Mehrere III-V Tandemsolarzellen auf einem Silicium Substrat mit 10 cm Durchmesser. Foto: Fraunhofer ISE/Markus Feifel

Mehrere III-V Tandemsolarzellen auf einem Silicium Substrat mit 10 cm Durchmesser.

Foto: Fraunhofer ISE/Markus Feifel

Die Solarwirtschaft boomt. Nach Zahlen des Bundesverbandes Solarwirtschaft nutzen in Deutschland derzeit rund 2,5 Millionen Haushalte Solarthermie-Anlagen für die Erzeugung von Raumwärme oder zur Brauchwasser-Erwärmung.

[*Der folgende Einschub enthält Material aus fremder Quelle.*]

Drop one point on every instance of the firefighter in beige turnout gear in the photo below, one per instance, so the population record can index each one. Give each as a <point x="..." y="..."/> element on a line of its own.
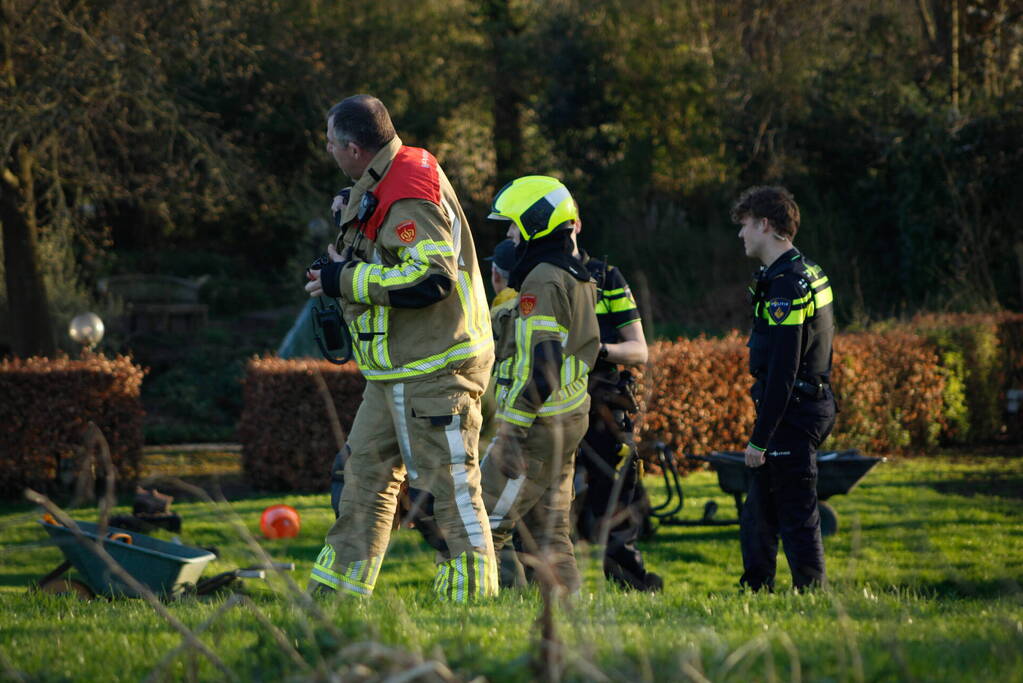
<point x="405" y="271"/>
<point x="546" y="346"/>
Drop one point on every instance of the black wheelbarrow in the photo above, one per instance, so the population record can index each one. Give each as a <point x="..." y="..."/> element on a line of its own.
<point x="169" y="570"/>
<point x="838" y="472"/>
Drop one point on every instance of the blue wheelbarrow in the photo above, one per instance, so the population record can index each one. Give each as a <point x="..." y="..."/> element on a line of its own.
<point x="838" y="472"/>
<point x="169" y="570"/>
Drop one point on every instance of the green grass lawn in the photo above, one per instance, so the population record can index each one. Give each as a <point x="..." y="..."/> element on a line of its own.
<point x="926" y="575"/>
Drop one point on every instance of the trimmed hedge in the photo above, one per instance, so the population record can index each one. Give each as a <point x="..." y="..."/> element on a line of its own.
<point x="46" y="405"/>
<point x="287" y="441"/>
<point x="903" y="389"/>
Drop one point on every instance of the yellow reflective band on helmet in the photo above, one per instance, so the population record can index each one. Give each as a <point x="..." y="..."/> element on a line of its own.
<point x="466" y="578"/>
<point x="537" y="205"/>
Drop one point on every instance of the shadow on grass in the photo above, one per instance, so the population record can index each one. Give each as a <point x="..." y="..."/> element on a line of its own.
<point x="987" y="589"/>
<point x="983" y="484"/>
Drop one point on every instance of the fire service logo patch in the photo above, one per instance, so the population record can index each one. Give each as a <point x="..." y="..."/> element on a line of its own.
<point x="406" y="231"/>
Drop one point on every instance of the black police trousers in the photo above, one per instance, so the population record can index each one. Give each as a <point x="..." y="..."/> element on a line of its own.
<point x="598" y="455"/>
<point x="783" y="501"/>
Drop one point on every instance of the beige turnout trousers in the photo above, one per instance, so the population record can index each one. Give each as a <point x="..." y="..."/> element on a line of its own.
<point x="429" y="430"/>
<point x="541" y="498"/>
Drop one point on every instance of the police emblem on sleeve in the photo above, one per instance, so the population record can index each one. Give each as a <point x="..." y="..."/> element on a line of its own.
<point x="777" y="309"/>
<point x="406" y="231"/>
<point x="527" y="303"/>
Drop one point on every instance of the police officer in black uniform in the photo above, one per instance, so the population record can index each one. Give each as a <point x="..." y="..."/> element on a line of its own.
<point x="791" y="359"/>
<point x="609" y="490"/>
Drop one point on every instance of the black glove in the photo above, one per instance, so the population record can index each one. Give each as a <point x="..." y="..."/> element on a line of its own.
<point x="330" y="277"/>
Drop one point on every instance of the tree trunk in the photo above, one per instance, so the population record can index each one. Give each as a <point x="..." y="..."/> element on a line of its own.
<point x="32" y="332"/>
<point x="506" y="89"/>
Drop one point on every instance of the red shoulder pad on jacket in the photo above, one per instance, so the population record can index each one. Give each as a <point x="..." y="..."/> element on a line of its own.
<point x="413" y="175"/>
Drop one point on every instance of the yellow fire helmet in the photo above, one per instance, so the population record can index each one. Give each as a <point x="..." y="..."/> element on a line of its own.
<point x="537" y="205"/>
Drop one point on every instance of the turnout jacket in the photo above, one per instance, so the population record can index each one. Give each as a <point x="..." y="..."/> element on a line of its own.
<point x="791" y="340"/>
<point x="616" y="307"/>
<point x="551" y="307"/>
<point x="410" y="287"/>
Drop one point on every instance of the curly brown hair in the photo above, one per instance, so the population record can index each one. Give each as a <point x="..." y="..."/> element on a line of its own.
<point x="773" y="202"/>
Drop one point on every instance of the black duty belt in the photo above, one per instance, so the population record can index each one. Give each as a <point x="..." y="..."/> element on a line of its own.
<point x="816" y="391"/>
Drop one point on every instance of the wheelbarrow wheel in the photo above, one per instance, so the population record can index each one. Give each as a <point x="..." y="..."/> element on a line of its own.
<point x="62" y="586"/>
<point x="829" y="518"/>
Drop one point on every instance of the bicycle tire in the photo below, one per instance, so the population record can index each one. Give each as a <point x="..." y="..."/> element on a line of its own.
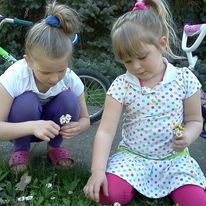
<point x="96" y="86"/>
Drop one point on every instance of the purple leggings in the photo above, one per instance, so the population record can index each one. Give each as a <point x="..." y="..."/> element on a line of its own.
<point x="27" y="107"/>
<point x="122" y="192"/>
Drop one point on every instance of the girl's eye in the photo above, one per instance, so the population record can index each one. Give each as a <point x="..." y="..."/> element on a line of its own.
<point x="142" y="58"/>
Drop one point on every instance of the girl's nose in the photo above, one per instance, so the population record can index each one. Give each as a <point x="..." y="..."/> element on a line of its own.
<point x="53" y="79"/>
<point x="137" y="65"/>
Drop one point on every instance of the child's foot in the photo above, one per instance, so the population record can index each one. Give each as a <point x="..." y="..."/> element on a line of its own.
<point x="60" y="157"/>
<point x="19" y="161"/>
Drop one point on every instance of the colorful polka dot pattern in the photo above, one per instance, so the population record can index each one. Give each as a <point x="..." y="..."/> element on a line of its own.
<point x="155" y="178"/>
<point x="149" y="115"/>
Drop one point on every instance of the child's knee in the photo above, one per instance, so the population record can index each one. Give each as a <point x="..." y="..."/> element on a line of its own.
<point x="25" y="107"/>
<point x="119" y="191"/>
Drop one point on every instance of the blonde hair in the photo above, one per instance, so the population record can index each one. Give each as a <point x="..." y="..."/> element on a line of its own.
<point x="52" y="41"/>
<point x="137" y="27"/>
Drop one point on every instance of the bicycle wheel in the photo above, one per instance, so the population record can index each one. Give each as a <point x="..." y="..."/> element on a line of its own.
<point x="96" y="86"/>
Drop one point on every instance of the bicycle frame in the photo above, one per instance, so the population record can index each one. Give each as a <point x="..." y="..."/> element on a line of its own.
<point x="189" y="31"/>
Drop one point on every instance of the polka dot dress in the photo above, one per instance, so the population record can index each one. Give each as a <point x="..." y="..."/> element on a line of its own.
<point x="149" y="115"/>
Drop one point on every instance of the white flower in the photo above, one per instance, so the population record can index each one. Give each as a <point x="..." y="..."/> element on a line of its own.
<point x="62" y="120"/>
<point x="68" y="118"/>
<point x="21" y="199"/>
<point x="48" y="185"/>
<point x="30" y="197"/>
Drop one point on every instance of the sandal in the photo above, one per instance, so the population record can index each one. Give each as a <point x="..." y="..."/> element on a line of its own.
<point x="21" y="159"/>
<point x="55" y="155"/>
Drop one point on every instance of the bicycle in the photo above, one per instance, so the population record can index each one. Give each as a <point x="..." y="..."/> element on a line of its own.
<point x="96" y="85"/>
<point x="190" y="31"/>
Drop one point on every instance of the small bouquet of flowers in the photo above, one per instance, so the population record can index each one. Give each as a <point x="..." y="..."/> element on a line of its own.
<point x="178" y="130"/>
<point x="64" y="119"/>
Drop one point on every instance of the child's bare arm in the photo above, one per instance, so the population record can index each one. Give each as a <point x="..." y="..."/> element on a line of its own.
<point x="101" y="149"/>
<point x="192" y="122"/>
<point x="41" y="129"/>
<point x="193" y="116"/>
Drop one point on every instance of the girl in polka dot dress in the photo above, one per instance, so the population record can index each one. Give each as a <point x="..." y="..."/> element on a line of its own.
<point x="154" y="96"/>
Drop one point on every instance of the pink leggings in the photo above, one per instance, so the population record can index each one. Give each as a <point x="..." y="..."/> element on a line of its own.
<point x="122" y="192"/>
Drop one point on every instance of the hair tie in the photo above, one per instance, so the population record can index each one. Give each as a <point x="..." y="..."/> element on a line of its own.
<point x="140" y="5"/>
<point x="53" y="21"/>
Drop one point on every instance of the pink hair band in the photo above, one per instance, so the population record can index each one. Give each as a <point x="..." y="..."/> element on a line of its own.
<point x="140" y="5"/>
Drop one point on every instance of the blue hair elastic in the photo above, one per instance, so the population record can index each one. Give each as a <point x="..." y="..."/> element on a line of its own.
<point x="53" y="21"/>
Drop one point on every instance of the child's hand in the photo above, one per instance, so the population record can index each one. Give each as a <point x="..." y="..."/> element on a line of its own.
<point x="96" y="181"/>
<point x="45" y="130"/>
<point x="70" y="130"/>
<point x="181" y="142"/>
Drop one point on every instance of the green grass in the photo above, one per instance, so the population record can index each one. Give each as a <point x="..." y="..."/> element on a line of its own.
<point x="66" y="187"/>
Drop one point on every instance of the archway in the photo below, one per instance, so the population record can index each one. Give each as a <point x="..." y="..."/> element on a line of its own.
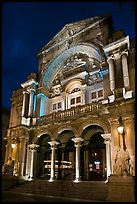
<point x="93" y="154"/>
<point x="43" y="157"/>
<point x="96" y="158"/>
<point x="66" y="155"/>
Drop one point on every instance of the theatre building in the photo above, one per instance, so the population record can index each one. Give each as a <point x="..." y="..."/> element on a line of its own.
<point x="74" y="119"/>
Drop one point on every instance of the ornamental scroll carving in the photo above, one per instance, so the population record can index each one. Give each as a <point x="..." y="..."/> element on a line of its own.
<point x="122" y="162"/>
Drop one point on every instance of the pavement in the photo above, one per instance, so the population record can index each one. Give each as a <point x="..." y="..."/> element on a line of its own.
<point x="8" y="196"/>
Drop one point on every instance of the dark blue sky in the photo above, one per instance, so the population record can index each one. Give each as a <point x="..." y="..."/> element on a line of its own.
<point x="28" y="26"/>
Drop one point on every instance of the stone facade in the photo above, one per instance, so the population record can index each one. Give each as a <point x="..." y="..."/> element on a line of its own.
<point x="5" y="126"/>
<point x="64" y="120"/>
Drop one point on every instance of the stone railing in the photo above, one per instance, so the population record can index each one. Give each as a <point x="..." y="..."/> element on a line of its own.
<point x="69" y="113"/>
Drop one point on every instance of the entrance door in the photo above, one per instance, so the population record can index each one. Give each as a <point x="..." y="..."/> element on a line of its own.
<point x="96" y="158"/>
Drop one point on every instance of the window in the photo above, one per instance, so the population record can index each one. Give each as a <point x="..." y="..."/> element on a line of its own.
<point x="78" y="99"/>
<point x="93" y="95"/>
<point x="97" y="95"/>
<point x="100" y="93"/>
<point x="57" y="106"/>
<point x="72" y="101"/>
<point x="54" y="106"/>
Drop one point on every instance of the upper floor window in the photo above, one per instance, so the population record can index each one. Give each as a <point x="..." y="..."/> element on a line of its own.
<point x="57" y="106"/>
<point x="75" y="90"/>
<point x="76" y="101"/>
<point x="97" y="95"/>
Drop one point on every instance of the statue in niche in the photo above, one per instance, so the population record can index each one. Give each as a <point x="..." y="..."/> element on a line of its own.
<point x="9" y="167"/>
<point x="57" y="88"/>
<point x="32" y="76"/>
<point x="121" y="162"/>
<point x="74" y="62"/>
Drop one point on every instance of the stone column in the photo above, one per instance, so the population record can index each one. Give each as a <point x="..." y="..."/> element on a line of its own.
<point x="31" y="102"/>
<point x="115" y="140"/>
<point x="64" y="103"/>
<point x="27" y="161"/>
<point x="110" y="61"/>
<point x="24" y="103"/>
<point x="129" y="129"/>
<point x="22" y="149"/>
<point x="83" y="96"/>
<point x="125" y="69"/>
<point x="32" y="148"/>
<point x="77" y="142"/>
<point x="16" y="158"/>
<point x="53" y="146"/>
<point x="107" y="138"/>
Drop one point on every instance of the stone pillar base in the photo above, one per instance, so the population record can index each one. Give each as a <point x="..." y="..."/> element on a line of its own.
<point x="121" y="189"/>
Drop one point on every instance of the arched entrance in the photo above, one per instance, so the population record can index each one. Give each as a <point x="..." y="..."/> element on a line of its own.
<point x="43" y="156"/>
<point x="96" y="158"/>
<point x="66" y="155"/>
<point x="93" y="154"/>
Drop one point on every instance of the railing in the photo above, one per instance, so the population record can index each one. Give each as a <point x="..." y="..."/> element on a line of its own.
<point x="75" y="111"/>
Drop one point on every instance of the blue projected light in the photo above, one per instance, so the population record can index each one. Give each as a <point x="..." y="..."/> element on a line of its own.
<point x="103" y="72"/>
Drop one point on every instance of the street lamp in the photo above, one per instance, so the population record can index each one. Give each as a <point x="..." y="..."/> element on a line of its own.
<point x="120" y="125"/>
<point x="121" y="131"/>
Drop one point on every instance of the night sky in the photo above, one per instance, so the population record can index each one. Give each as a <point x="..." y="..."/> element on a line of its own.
<point x="28" y="26"/>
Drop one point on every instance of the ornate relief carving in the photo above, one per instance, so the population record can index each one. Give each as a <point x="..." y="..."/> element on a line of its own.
<point x="73" y="62"/>
<point x="57" y="87"/>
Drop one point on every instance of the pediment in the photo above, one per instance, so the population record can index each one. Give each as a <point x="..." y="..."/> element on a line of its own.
<point x="71" y="30"/>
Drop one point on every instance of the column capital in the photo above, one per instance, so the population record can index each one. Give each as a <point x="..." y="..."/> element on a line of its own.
<point x="107" y="137"/>
<point x="53" y="143"/>
<point x="77" y="140"/>
<point x="25" y="92"/>
<point x="124" y="52"/>
<point x="33" y="146"/>
<point x="110" y="57"/>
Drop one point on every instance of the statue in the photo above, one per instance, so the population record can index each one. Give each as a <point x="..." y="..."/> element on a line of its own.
<point x="9" y="167"/>
<point x="121" y="162"/>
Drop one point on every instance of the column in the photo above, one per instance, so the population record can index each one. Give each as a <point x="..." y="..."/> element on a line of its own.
<point x="83" y="96"/>
<point x="16" y="158"/>
<point x="24" y="103"/>
<point x="125" y="69"/>
<point x="31" y="101"/>
<point x="77" y="142"/>
<point x="27" y="162"/>
<point x="64" y="103"/>
<point x="107" y="138"/>
<point x="110" y="61"/>
<point x="67" y="101"/>
<point x="129" y="129"/>
<point x="115" y="141"/>
<point x="53" y="146"/>
<point x="33" y="148"/>
<point x="22" y="151"/>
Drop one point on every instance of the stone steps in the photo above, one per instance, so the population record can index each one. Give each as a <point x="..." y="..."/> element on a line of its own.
<point x="84" y="189"/>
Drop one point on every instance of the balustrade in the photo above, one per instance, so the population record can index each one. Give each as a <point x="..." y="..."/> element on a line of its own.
<point x="84" y="109"/>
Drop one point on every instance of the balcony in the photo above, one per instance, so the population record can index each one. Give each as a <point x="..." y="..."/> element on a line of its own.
<point x="69" y="114"/>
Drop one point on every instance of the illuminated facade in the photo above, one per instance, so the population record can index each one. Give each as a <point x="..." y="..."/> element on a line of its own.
<point x="64" y="120"/>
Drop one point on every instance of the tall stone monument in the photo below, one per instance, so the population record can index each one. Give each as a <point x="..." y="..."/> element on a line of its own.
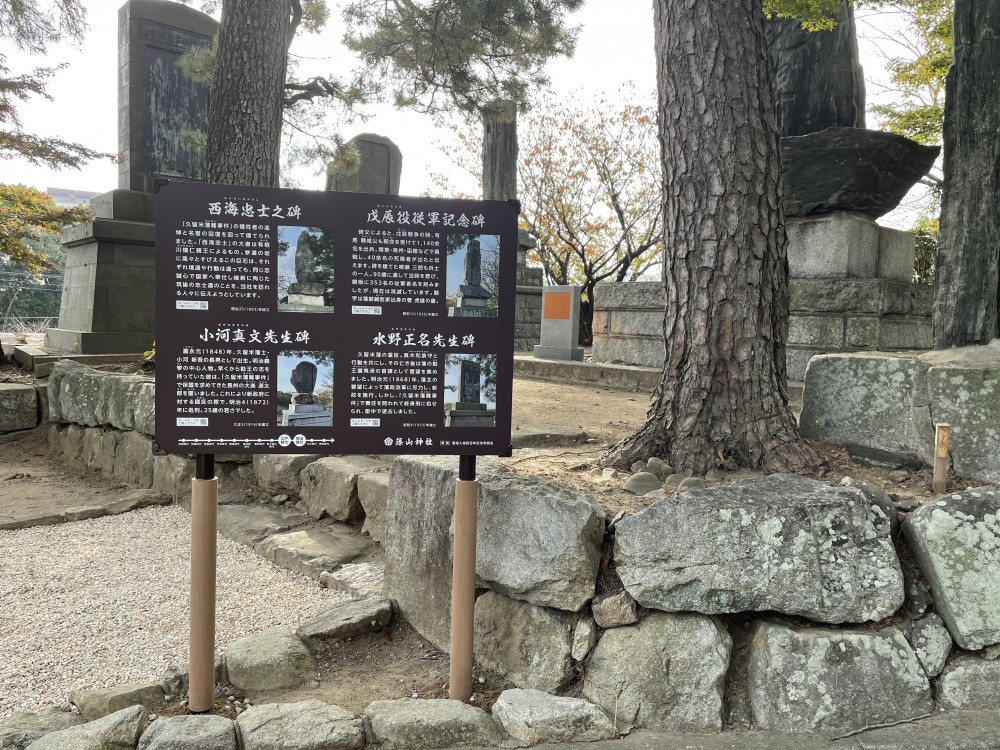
<point x="380" y="167"/>
<point x="469" y="411"/>
<point x="472" y="297"/>
<point x="817" y="76"/>
<point x="108" y="286"/>
<point x="158" y="106"/>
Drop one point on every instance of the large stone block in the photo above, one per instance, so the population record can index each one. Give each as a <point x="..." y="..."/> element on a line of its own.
<point x="872" y="399"/>
<point x="118" y="730"/>
<point x="410" y="724"/>
<point x="418" y="542"/>
<point x="538" y="541"/>
<point x="956" y="540"/>
<point x="896" y="252"/>
<point x="269" y="660"/>
<point x="781" y="542"/>
<point x="965" y="396"/>
<point x="821" y="331"/>
<point x="305" y="725"/>
<point x="832" y="246"/>
<point x="529" y="645"/>
<point x="632" y="295"/>
<point x="134" y="459"/>
<point x="18" y="407"/>
<point x="280" y="474"/>
<point x="373" y="493"/>
<point x="667" y="672"/>
<point x="639" y="351"/>
<point x="833" y="681"/>
<point x="531" y="716"/>
<point x="330" y="486"/>
<point x="970" y="683"/>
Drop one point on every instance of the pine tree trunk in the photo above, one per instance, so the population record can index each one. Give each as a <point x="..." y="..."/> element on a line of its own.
<point x="722" y="395"/>
<point x="965" y="300"/>
<point x="246" y="101"/>
<point x="500" y="151"/>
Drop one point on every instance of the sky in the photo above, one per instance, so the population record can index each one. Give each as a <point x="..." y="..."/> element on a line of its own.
<point x="615" y="46"/>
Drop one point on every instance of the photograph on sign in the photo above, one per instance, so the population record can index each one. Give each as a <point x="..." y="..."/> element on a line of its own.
<point x="413" y="351"/>
<point x="305" y="269"/>
<point x="472" y="277"/>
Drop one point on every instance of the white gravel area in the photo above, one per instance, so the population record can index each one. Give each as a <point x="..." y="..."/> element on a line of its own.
<point x="105" y="602"/>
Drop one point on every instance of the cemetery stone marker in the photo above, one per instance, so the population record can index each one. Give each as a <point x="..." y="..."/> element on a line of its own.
<point x="159" y="106"/>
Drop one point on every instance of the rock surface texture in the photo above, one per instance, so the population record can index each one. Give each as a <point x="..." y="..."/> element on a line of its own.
<point x="531" y="716"/>
<point x="305" y="725"/>
<point x="850" y="169"/>
<point x="833" y="681"/>
<point x="667" y="672"/>
<point x="780" y="542"/>
<point x="956" y="540"/>
<point x="409" y="724"/>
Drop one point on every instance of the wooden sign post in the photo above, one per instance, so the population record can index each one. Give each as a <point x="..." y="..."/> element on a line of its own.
<point x="941" y="432"/>
<point x="463" y="579"/>
<point x="204" y="523"/>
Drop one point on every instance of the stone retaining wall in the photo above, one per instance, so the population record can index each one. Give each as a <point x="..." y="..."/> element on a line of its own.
<point x="850" y="289"/>
<point x="776" y="602"/>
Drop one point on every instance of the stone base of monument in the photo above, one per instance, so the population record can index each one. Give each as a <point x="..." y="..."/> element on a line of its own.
<point x="833" y="306"/>
<point x="468" y="414"/>
<point x="306" y="415"/>
<point x="107" y="300"/>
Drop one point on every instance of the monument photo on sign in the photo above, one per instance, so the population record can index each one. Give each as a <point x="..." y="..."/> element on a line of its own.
<point x="305" y="269"/>
<point x="470" y="390"/>
<point x="472" y="276"/>
<point x="311" y="377"/>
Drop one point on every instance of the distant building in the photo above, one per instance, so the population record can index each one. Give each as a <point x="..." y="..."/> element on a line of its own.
<point x="65" y="198"/>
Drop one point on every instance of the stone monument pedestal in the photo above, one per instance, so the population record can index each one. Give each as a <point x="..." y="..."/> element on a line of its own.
<point x="560" y="324"/>
<point x="469" y="414"/>
<point x="107" y="297"/>
<point x="306" y="415"/>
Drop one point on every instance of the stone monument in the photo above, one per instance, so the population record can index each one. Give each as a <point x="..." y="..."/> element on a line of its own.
<point x="560" y="324"/>
<point x="379" y="168"/>
<point x="158" y="106"/>
<point x="472" y="297"/>
<point x="305" y="410"/>
<point x="469" y="411"/>
<point x="108" y="286"/>
<point x="312" y="290"/>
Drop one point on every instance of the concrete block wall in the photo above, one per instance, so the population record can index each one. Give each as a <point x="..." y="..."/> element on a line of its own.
<point x="850" y="289"/>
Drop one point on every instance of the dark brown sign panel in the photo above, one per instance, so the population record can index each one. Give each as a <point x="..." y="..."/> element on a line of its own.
<point x="293" y="321"/>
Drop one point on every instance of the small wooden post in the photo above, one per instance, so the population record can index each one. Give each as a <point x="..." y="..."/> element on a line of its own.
<point x="942" y="429"/>
<point x="463" y="580"/>
<point x="204" y="522"/>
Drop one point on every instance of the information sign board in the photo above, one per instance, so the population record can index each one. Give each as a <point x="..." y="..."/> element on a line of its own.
<point x="292" y="321"/>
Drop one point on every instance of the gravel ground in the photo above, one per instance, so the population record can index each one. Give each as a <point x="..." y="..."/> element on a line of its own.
<point x="105" y="602"/>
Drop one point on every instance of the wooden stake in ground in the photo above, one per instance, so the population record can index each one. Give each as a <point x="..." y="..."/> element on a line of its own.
<point x="941" y="432"/>
<point x="204" y="522"/>
<point x="463" y="580"/>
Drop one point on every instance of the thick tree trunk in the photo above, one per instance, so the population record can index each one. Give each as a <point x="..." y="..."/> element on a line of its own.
<point x="722" y="396"/>
<point x="245" y="105"/>
<point x="817" y="77"/>
<point x="500" y="151"/>
<point x="965" y="300"/>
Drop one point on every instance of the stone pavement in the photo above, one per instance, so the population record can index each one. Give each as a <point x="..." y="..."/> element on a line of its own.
<point x="955" y="730"/>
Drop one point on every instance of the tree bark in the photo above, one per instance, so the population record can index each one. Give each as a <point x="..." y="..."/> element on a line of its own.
<point x="965" y="299"/>
<point x="817" y="77"/>
<point x="245" y="103"/>
<point x="722" y="396"/>
<point x="500" y="151"/>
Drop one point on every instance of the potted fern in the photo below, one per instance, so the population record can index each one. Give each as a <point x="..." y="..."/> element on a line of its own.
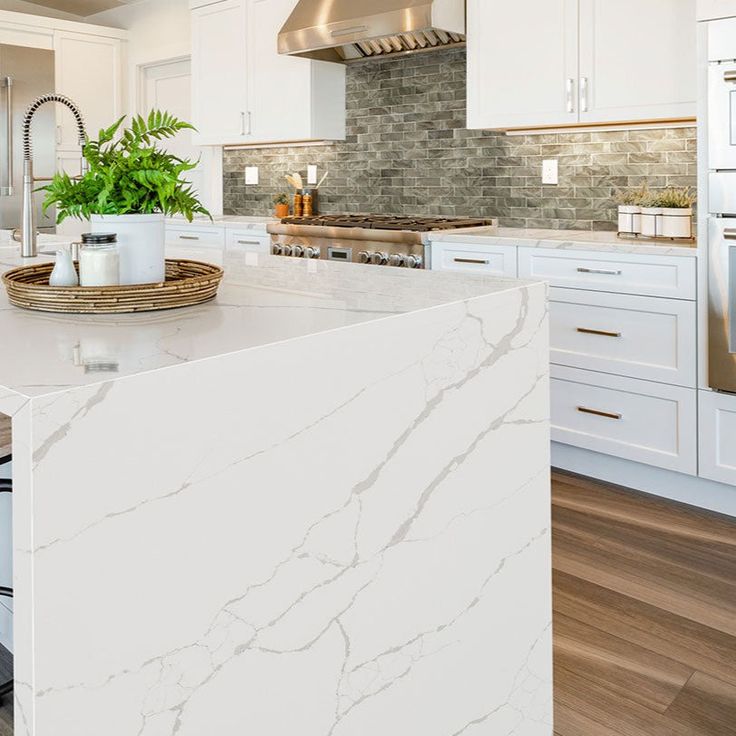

Durch das zu Jahresbeginn gestartete Marktanreizprogramm der Bundesregierung könnten es bald noch deutlich mehr werden: Die Zahl der Förderanträge für Solarthermie-Anlagen ist im ersten Halbjahr 2020 massiv angestiegen: Im Vergleich zum Vorjahreszeitraum verzeichnet das Bundesamt für Wirtschaft und Ausfuhrkontrolle ein Plus von 200 %. Entsprechend arbeitet die Photovoltaikforschung seit Jahren mit Hochdruck daran, die technischen Voraussetzungen für die Nutzung von Sonnenenergie weiter zu verbessern. Wertvolle Ansätze dazu liefert die so genannte Tandem-Photovoltaik. Dabei werden verschiedene leistungsstarke Solarzellenmaterialien kombiniert, um unterschiedliche Wellenlängen des Sonnenlichts für eine Umwandlung in elektrische Energie nutzen zu können.

Wirkungsgrad in weniger als einem Jahr um 1,6 Prozentpunkte gesteigert

Seit vielen Jahren arbeiten die Freiburger an einem Herstellungsverfahren, bei dem Schichten aus III-V-Halbleitern direkt auf eine Siliziumsolarzelle abgeschieden werden. Bei den Halbleitern handelt es sich um Materialien aus den Gruppen III und V des Periodensystems, die das ultraviolette, sichtbare und nahe infrarote Licht effizienter in Strom wandeln. Bei der Herstellung ist entscheidend, eine hohe Kristallqualität aller Schichten zu erhalten. Für eine solche, direkt auf Silizium gewachsene III-V/Si-Tandemsolarzelle, wurde jetzt ein neuer Weltrekord-Wirkungsgrad erzielt. In weniger als einem Jahr war es Markus Feifel vom Fraunhofer ISE gelungen, den Wirkungsgrad von 24,3 auf 25,9 % zu verbessern. Für die Ergebnisse seiner Arbeit wurde der junge Solarforscher vor kurzem auf der 47. IEEE Photovoltaic Specialists Conference mit dem Student Award in der Kategorie „Hybrid Tandemsolarzellen“ ausgezeichnet.

Silizium-Wafer liefert die Verbindung

In kleinen Schritten haben die Fraunhofer Forscher die Technologie seit 2007 gemeinsam mit der TU Ilmenau, der Philipps Universität Marburg und dem Elektronikunternehmen Aixtron weiterentwickelt. Eine maßgebliche Besonderheit der neuen Tandemsolarzelle: Die III-V-Schichten wurden nicht wie bisher üblich auf einem chemisch-mechanisch polierten Substrat gewachsen, sondern auf einem Silizium-Wafer, der nach dem Sägen des Kristalls in einem einfachen Verfahren mittels kostengünstiger Schleif- und Ätzprozesse behandelt wird.

Tandemsolarzelle zur Gewinnung von Wasserstoff einsetzbar

Zukünftig möchten die Forscher die Effizienz der Tandemzelle weiter erhöhen und die Abscheidung der Schichten mit einem höheren Durchsatz und somit kostengünstiger realisieren. „Die europäische Photovoltaik-Forschung hat zahlreiche Konzepte in Arbeit, um die Effizienz dieser Schlüsseltechnologie für die Energiewende noch weiter zu entwickeln“, berichtet Professor Dr. Stefan Glunz, Bereichsleiter Photovoltaik-Forschung am Fraunhofer ISE. Aufgrund ihrer höheren Spannung eigne sich diese Solarzelle auch hervorragend für die Elektrolyse, die direkte Zerlegung von Wasser in Wasserstoff und Sauerstoff, so der Experte. Somit leiste die Technologie auch einen wichtigen Beitrag zur Gewinnung von Wasserstoff als Energiespeicher und sei somit ein maßgeblicher Baustein für das Gelingen der Energiewende.